The pet dog was left in the Keel Row car park in Blyth while its owners went shopping.
The female Parking Services Warden immediately alerted the Dog Warden to the incident.
The owners returned to the vehicle and were spoken to and advised not to leave animals unattended in cars on warm days.
Susan Gilbert, a leading expert in canine development and behaviour, said: “Heatstroke can be fatal, but some dogs are more prone to suffer from it then others.
“Dogs with short snouts and long haired breeds are much more susceptible to suffering in the heat.
“It’s important to never leave dogs in conservatories, caravans and especially cars. Whatever the temperature is outside – it will be double in a car. Leaving the window open or putting a shade up won’t keep your car cool.
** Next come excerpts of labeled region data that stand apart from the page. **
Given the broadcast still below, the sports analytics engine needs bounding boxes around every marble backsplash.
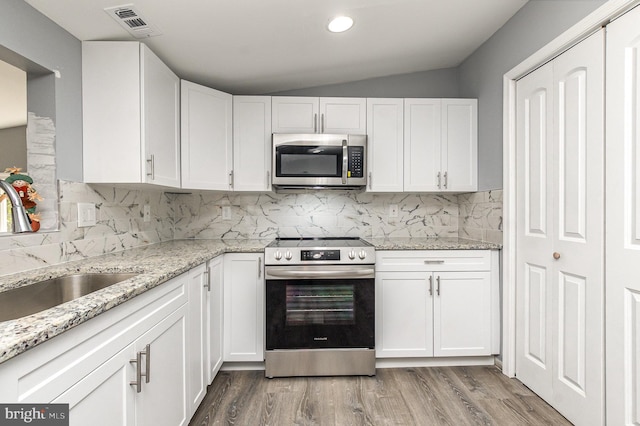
[458,190,502,244]
[173,191,458,239]
[0,181,502,275]
[0,181,173,275]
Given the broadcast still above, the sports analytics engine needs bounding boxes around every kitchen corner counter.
[0,240,270,363]
[365,237,502,250]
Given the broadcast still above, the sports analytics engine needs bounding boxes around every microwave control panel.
[347,146,364,178]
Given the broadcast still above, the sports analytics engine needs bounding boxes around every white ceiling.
[25,0,527,94]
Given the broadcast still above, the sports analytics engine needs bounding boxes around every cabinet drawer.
[376,250,491,272]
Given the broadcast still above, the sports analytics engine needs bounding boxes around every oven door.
[265,265,375,350]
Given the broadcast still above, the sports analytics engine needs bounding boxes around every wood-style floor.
[190,366,571,426]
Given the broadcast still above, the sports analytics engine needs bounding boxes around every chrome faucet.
[0,179,33,234]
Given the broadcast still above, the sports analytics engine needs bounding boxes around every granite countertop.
[0,240,269,363]
[366,237,502,250]
[0,238,501,363]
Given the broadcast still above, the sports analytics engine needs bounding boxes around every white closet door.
[516,59,555,401]
[516,31,604,425]
[606,8,640,425]
[543,31,604,425]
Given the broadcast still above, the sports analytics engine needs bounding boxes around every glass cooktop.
[267,237,371,248]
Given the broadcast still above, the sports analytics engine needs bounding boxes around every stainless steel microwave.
[272,133,367,189]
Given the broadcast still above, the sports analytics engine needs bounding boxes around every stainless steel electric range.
[265,238,375,377]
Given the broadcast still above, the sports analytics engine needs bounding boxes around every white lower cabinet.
[376,250,499,358]
[206,256,224,384]
[0,274,192,426]
[187,263,209,412]
[223,253,265,362]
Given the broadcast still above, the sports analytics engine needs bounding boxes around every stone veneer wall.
[0,181,502,275]
[0,181,173,275]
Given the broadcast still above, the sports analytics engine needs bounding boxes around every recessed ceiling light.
[327,16,353,33]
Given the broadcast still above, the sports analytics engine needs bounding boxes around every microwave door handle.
[342,139,349,185]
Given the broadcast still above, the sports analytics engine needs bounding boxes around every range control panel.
[300,250,340,260]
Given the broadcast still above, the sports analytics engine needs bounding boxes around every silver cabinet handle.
[142,344,151,383]
[129,352,143,393]
[203,269,211,291]
[147,154,156,180]
[342,139,349,185]
[129,344,151,393]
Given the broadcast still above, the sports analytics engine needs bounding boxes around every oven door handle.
[265,266,375,279]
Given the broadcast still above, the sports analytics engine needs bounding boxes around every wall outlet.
[222,206,231,220]
[78,203,96,228]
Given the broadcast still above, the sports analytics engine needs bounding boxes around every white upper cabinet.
[181,80,233,190]
[404,99,478,192]
[367,98,404,192]
[82,41,180,187]
[233,96,271,191]
[272,96,367,135]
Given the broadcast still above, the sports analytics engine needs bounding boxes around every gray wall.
[0,0,82,181]
[271,68,459,98]
[458,0,606,191]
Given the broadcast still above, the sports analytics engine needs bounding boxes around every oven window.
[285,284,355,326]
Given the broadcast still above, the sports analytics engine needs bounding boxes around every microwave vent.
[104,4,162,38]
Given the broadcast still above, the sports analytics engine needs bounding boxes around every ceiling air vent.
[104,4,162,38]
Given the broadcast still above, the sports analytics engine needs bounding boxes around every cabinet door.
[233,96,271,191]
[135,304,190,426]
[271,96,319,133]
[224,253,264,361]
[186,264,209,413]
[318,98,367,135]
[206,256,224,384]
[441,99,478,191]
[367,98,404,192]
[141,44,180,188]
[181,80,232,191]
[52,344,136,426]
[433,272,492,356]
[82,41,145,183]
[404,99,443,192]
[376,272,433,358]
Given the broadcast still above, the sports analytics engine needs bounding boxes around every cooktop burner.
[264,237,376,265]
[267,237,371,248]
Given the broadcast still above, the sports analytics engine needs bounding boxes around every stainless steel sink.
[0,273,138,321]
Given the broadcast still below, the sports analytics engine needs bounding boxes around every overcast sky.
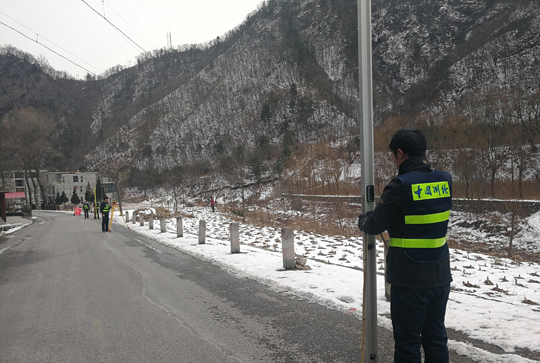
[0,0,262,78]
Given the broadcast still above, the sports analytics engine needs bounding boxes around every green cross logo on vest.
[390,170,452,249]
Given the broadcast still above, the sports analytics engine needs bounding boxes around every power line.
[81,0,146,53]
[0,21,96,76]
[103,2,157,48]
[0,11,102,73]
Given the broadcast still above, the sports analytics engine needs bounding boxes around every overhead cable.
[0,11,102,73]
[77,0,146,53]
[103,2,157,48]
[0,21,96,77]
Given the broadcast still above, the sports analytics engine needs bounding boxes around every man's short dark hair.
[388,129,427,157]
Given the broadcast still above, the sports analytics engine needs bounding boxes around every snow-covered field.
[113,204,540,363]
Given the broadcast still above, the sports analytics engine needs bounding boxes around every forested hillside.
[0,0,540,193]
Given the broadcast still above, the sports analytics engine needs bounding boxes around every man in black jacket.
[99,196,111,232]
[358,129,452,363]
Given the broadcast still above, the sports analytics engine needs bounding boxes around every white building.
[41,171,115,201]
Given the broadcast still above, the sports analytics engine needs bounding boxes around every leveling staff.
[99,196,111,232]
[358,129,452,363]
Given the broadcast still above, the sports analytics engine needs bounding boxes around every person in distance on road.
[83,202,90,219]
[358,129,452,363]
[99,196,111,232]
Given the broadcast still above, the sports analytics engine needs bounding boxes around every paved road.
[0,211,470,363]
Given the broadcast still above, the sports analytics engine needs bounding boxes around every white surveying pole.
[358,0,379,363]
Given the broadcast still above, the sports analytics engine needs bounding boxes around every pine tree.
[84,182,94,203]
[71,187,81,205]
[96,177,105,202]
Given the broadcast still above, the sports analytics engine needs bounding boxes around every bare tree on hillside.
[4,107,55,206]
[221,143,249,223]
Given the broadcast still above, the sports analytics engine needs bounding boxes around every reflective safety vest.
[390,170,452,249]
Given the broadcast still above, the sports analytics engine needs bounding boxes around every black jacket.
[99,202,111,215]
[359,157,452,289]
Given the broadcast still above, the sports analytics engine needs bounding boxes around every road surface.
[0,211,470,363]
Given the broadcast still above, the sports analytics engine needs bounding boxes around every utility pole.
[358,0,379,363]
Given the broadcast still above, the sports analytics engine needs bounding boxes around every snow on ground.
[113,205,540,363]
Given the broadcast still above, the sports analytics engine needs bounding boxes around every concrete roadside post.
[230,223,240,253]
[176,217,184,238]
[281,227,296,270]
[159,217,167,233]
[199,219,206,245]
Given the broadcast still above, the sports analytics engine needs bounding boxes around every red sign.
[6,192,26,199]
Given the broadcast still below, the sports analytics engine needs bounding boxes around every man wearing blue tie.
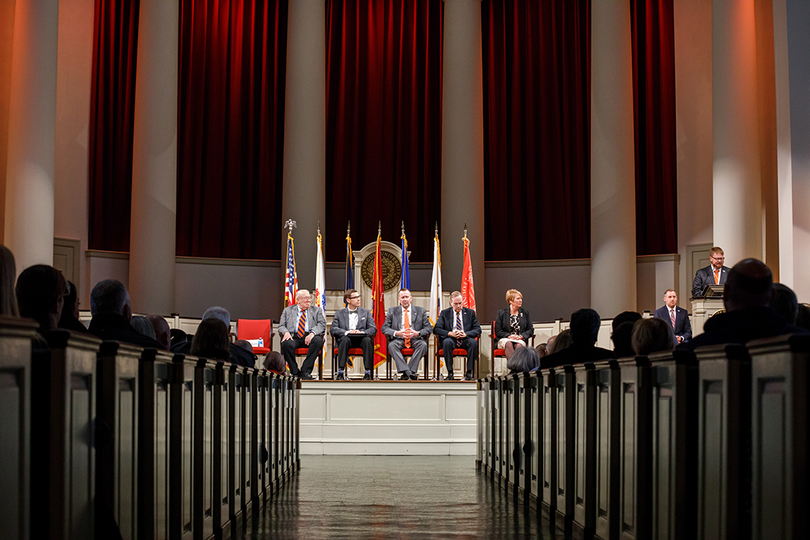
[433,291,481,381]
[654,289,692,343]
[278,289,326,379]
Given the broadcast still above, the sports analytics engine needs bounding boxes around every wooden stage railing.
[477,335,810,540]
[0,317,300,539]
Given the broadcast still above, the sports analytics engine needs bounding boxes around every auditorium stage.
[300,381,477,456]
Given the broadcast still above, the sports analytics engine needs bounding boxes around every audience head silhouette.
[723,259,776,311]
[17,264,65,331]
[632,317,675,356]
[90,279,132,320]
[0,244,20,317]
[571,308,602,345]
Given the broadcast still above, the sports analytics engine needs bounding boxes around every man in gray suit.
[692,246,729,298]
[383,289,433,381]
[278,289,326,379]
[329,289,377,381]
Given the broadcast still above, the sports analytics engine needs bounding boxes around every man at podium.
[692,246,729,298]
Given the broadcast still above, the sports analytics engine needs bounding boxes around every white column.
[441,0,487,318]
[4,0,59,274]
[129,0,180,315]
[280,0,326,289]
[591,0,637,317]
[712,0,763,266]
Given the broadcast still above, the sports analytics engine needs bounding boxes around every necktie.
[402,309,411,349]
[295,310,307,338]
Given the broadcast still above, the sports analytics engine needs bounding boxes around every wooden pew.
[138,349,173,538]
[695,344,751,539]
[30,330,101,539]
[0,316,39,539]
[748,335,810,539]
[96,341,143,538]
[571,362,597,538]
[649,350,698,540]
[594,360,622,540]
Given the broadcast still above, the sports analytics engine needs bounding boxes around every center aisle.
[237,456,562,539]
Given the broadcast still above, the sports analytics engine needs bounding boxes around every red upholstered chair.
[236,319,273,355]
[433,336,481,381]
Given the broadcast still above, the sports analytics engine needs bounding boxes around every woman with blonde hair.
[494,289,534,360]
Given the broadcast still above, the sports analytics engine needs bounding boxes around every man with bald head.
[679,259,808,350]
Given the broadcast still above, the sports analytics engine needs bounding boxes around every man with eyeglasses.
[692,246,729,298]
[330,289,377,381]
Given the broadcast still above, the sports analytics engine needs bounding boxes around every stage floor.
[300,381,477,456]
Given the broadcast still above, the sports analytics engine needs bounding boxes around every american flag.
[284,233,298,306]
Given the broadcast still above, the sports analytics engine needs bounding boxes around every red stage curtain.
[326,0,443,261]
[88,0,140,251]
[481,0,590,260]
[631,0,678,255]
[177,0,287,259]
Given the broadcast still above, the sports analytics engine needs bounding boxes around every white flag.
[428,233,442,326]
[314,229,326,370]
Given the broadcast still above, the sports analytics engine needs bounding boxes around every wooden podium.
[691,296,725,337]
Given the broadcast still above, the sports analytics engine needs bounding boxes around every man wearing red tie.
[692,246,729,298]
[654,289,692,343]
[278,289,326,379]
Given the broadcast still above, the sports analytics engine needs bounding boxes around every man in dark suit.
[653,289,692,345]
[88,279,163,349]
[278,289,326,379]
[329,289,377,381]
[692,246,729,298]
[382,289,433,381]
[433,291,481,381]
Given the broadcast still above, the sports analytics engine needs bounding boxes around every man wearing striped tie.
[433,291,481,381]
[654,289,692,343]
[278,289,326,380]
[692,246,729,298]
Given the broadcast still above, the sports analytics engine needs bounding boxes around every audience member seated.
[88,279,161,349]
[59,281,87,334]
[540,308,613,369]
[233,339,259,367]
[169,328,191,353]
[17,264,65,333]
[190,319,231,362]
[679,259,809,350]
[632,317,675,356]
[546,328,573,356]
[771,283,799,325]
[493,289,534,360]
[129,315,157,341]
[506,347,540,375]
[146,315,172,351]
[262,351,287,375]
[610,311,641,358]
[0,244,20,317]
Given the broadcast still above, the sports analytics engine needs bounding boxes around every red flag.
[461,232,475,311]
[371,231,388,368]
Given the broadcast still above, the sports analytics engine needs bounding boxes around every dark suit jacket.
[433,307,481,339]
[653,306,692,341]
[88,313,163,350]
[495,308,534,342]
[329,307,377,337]
[383,304,433,340]
[692,265,730,298]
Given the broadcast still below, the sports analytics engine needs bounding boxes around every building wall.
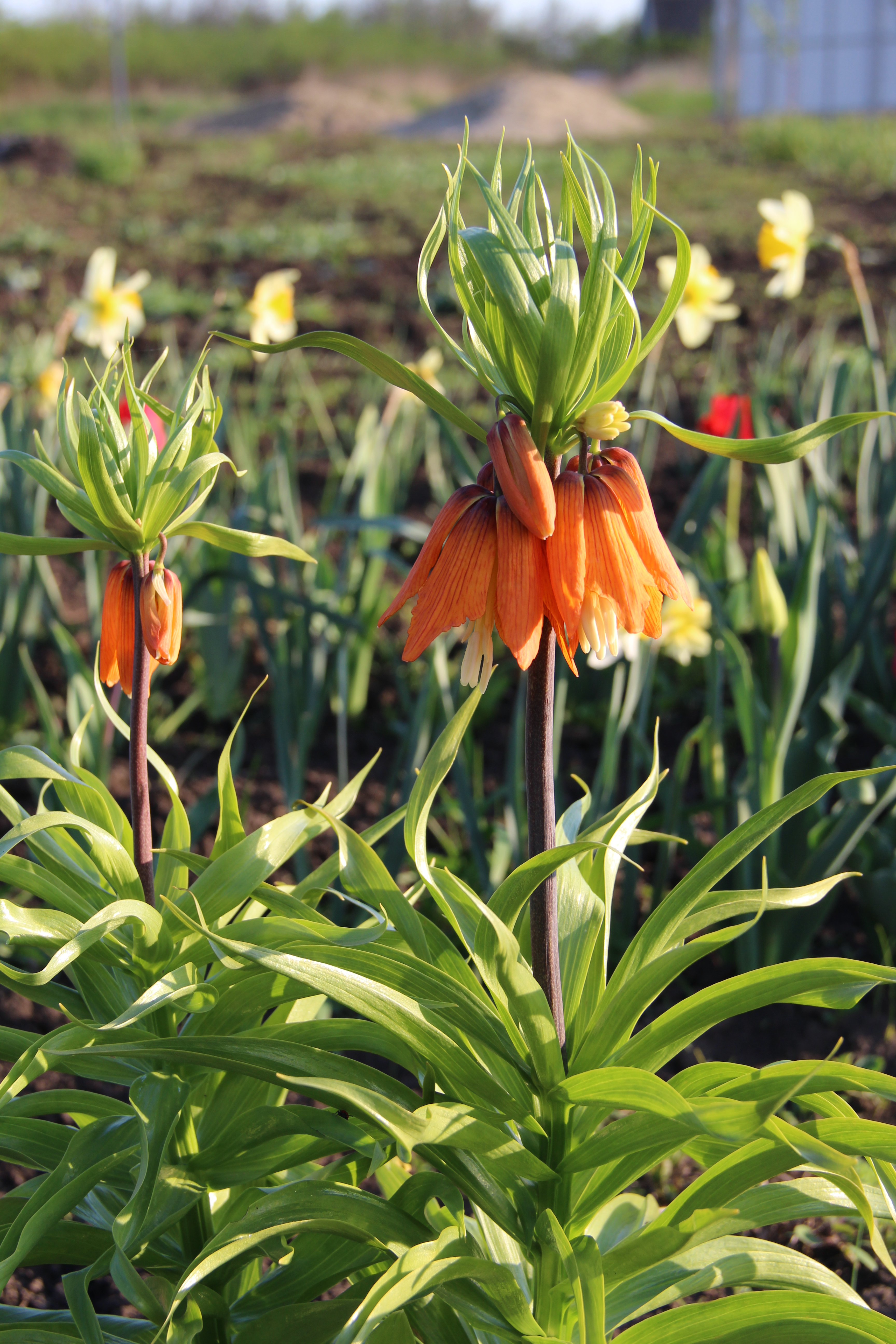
[715,0,896,117]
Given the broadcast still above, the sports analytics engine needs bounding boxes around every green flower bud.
[750,546,790,636]
[575,402,631,439]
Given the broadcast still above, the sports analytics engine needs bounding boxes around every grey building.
[713,0,896,117]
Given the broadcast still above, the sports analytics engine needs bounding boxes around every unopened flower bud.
[750,546,790,636]
[140,562,183,667]
[488,415,556,540]
[575,402,631,439]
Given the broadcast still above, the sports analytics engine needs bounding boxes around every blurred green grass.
[0,9,505,92]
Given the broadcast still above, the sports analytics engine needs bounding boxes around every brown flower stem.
[130,555,156,906]
[525,621,565,1046]
[525,441,567,1047]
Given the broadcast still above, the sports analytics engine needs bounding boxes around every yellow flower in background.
[758,191,815,298]
[404,345,445,396]
[657,243,740,349]
[34,359,65,415]
[74,247,149,359]
[246,270,299,363]
[660,574,712,668]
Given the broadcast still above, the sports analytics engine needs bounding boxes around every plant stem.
[525,620,565,1046]
[130,555,156,906]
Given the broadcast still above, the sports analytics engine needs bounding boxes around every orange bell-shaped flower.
[99,561,158,695]
[379,464,578,689]
[140,561,184,667]
[488,415,556,540]
[545,447,693,657]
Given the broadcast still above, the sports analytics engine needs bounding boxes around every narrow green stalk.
[130,555,156,906]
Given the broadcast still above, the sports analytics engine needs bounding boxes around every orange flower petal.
[140,570,183,667]
[544,472,584,634]
[543,567,579,676]
[494,499,549,669]
[488,415,556,540]
[643,589,662,640]
[377,485,489,625]
[584,476,656,634]
[595,447,693,609]
[402,492,496,663]
[99,561,133,685]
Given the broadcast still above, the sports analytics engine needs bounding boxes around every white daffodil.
[660,574,712,668]
[74,247,149,359]
[756,191,815,298]
[246,270,299,363]
[657,243,740,349]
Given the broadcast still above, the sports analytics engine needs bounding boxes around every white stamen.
[461,609,494,691]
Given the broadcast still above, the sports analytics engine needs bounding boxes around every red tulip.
[697,393,754,438]
[118,396,168,452]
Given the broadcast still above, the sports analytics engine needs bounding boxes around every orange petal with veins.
[494,499,549,669]
[595,447,693,609]
[584,476,657,634]
[402,491,496,663]
[376,485,489,625]
[544,472,584,634]
[99,561,134,685]
[488,415,556,540]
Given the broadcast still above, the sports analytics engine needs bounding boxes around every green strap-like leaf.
[0,532,118,555]
[211,332,486,444]
[166,523,317,564]
[630,411,896,465]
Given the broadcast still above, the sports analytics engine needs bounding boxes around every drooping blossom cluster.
[380,402,692,685]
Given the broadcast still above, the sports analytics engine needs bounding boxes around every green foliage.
[0,692,896,1344]
[0,9,501,90]
[0,341,312,561]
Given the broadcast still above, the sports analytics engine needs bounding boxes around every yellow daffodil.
[246,270,299,363]
[74,247,149,359]
[575,402,631,439]
[34,359,65,415]
[660,574,712,668]
[758,191,815,298]
[657,243,740,349]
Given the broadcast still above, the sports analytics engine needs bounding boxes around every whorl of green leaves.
[418,130,690,454]
[0,339,313,561]
[0,692,896,1344]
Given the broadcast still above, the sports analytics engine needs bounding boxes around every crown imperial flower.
[379,464,575,688]
[488,415,556,540]
[756,191,815,298]
[657,243,740,349]
[73,247,149,359]
[545,447,690,659]
[99,561,158,695]
[140,561,184,667]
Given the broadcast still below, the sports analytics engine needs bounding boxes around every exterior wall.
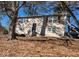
[16,16,64,37]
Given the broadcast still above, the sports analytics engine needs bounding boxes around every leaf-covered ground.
[0,37,79,57]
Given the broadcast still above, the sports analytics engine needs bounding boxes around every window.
[48,27,52,32]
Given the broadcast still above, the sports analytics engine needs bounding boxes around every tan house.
[16,14,65,37]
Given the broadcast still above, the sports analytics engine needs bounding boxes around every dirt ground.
[0,37,79,57]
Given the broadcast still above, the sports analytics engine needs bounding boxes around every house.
[16,14,65,37]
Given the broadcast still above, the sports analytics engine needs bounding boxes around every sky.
[1,3,79,29]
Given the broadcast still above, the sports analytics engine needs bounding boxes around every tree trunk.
[40,17,48,36]
[61,1,79,29]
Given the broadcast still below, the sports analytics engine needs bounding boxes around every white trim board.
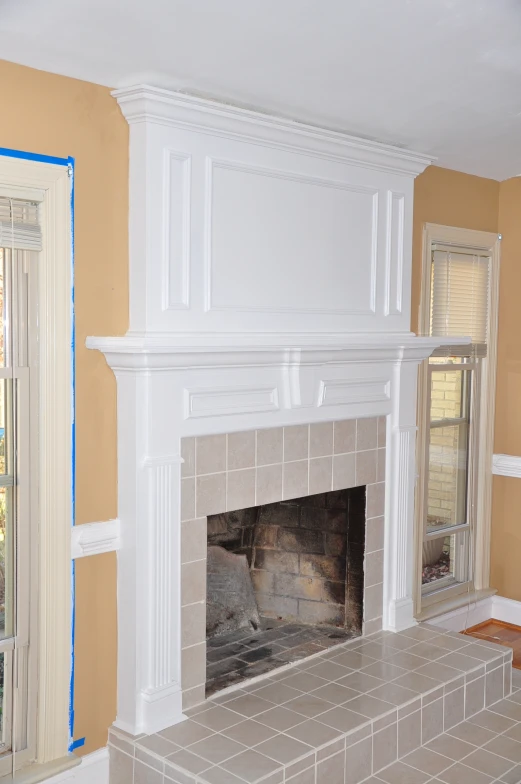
[71,518,120,559]
[41,746,109,784]
[428,596,521,632]
[492,455,521,478]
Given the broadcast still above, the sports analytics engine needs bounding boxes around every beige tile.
[181,438,195,476]
[366,482,385,519]
[283,425,309,463]
[376,449,386,482]
[192,473,226,517]
[109,747,134,784]
[222,719,277,746]
[439,762,493,784]
[255,463,282,506]
[181,520,208,563]
[309,422,333,457]
[195,435,226,476]
[333,452,356,490]
[181,641,206,689]
[466,710,515,734]
[345,738,373,784]
[364,550,384,588]
[373,722,398,773]
[282,460,309,498]
[309,457,333,495]
[426,733,476,764]
[190,733,246,765]
[465,677,485,719]
[227,430,255,471]
[398,711,421,757]
[364,584,383,621]
[255,706,305,742]
[284,716,338,747]
[365,517,384,553]
[226,468,255,511]
[402,747,452,776]
[448,717,496,746]
[443,687,465,732]
[356,417,378,452]
[355,449,377,487]
[181,559,206,605]
[181,602,206,648]
[255,733,311,765]
[134,760,163,784]
[378,762,431,784]
[217,749,280,782]
[463,749,512,779]
[181,477,195,520]
[317,751,345,784]
[333,419,356,455]
[257,427,283,466]
[422,698,443,745]
[378,417,387,447]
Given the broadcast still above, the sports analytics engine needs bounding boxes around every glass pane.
[422,533,469,593]
[0,487,14,638]
[427,422,469,533]
[430,368,472,422]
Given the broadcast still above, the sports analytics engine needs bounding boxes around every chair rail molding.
[71,518,120,559]
[492,455,521,479]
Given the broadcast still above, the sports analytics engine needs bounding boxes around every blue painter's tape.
[0,147,69,166]
[69,738,85,751]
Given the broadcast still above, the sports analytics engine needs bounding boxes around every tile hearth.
[109,624,521,784]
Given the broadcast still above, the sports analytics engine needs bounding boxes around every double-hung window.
[0,196,41,776]
[416,226,499,614]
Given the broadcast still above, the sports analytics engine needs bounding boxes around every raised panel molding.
[184,385,279,419]
[384,191,405,316]
[204,158,379,316]
[162,149,192,310]
[71,518,121,558]
[318,378,391,406]
[492,455,521,478]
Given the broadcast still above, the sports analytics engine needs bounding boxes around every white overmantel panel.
[114,87,430,335]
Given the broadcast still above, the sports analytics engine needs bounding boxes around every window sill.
[416,588,497,621]
[5,754,81,784]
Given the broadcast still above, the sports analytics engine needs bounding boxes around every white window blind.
[431,249,491,346]
[0,196,42,251]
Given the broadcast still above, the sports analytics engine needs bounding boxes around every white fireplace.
[88,87,466,735]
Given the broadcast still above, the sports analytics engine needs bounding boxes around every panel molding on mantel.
[71,517,121,559]
[492,455,521,479]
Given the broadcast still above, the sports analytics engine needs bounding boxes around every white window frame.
[415,223,501,620]
[0,156,74,765]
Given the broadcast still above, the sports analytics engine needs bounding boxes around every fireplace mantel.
[87,86,465,735]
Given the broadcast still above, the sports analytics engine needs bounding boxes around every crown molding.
[112,85,434,177]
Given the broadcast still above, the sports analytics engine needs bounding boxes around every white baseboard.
[428,596,521,632]
[45,746,109,784]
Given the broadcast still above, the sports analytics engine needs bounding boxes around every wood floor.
[463,619,521,670]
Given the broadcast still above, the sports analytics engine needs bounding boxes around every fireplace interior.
[206,486,366,695]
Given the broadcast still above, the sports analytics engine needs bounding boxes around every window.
[416,225,499,614]
[0,197,41,776]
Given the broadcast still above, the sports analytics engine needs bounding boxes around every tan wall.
[491,177,521,601]
[0,61,128,753]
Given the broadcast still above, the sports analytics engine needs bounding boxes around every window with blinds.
[430,246,491,356]
[0,196,42,251]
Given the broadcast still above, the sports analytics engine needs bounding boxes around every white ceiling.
[0,0,521,179]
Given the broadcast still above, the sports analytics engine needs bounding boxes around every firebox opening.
[206,487,366,694]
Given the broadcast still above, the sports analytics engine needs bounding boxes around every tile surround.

“The temperature inside a car can rise very quickly – if it’s 21 outside it will rise to 38 in the car within 10 minutes. Also walking on pavements in the heat can burn pads, if its too hot for you to walk barefoot its too hot for a dog.”
Heatstroke develops when dogs can’t reduce their body temperature. Symptoms to look out for include heavy panting, vomiting and lethargy.
Susan, who co-owns Central Bark Day Care and Training Centre, in Morpeth says heatstroke is common but can easily be avoided.
“You should never over exercise your dog in hot weather, make sure there is a cool or shaded area outside and if you can get a paddling pool – a child’s sandpit is perfect for this.
“It goes without saying but always make sure there is plenty of water for them to drink.”
She added: “If you do think your dog is suffering from heatstroke ring your vet immediately and try and lower their body temperature by placing cool wet towels on them – never use cold water.
“You can use a cool shower or even a fan and spray water into the breeze.
“Something all pet owners need to be aware of is safety in the home during warm weather.
“There have been several cases of house fires which have been started due to the sun shining through a window, bouncing of a mirror and the heat reflection hitting curtains and settees. So if you can remember to move mirrors or objects that might reflect the heat.”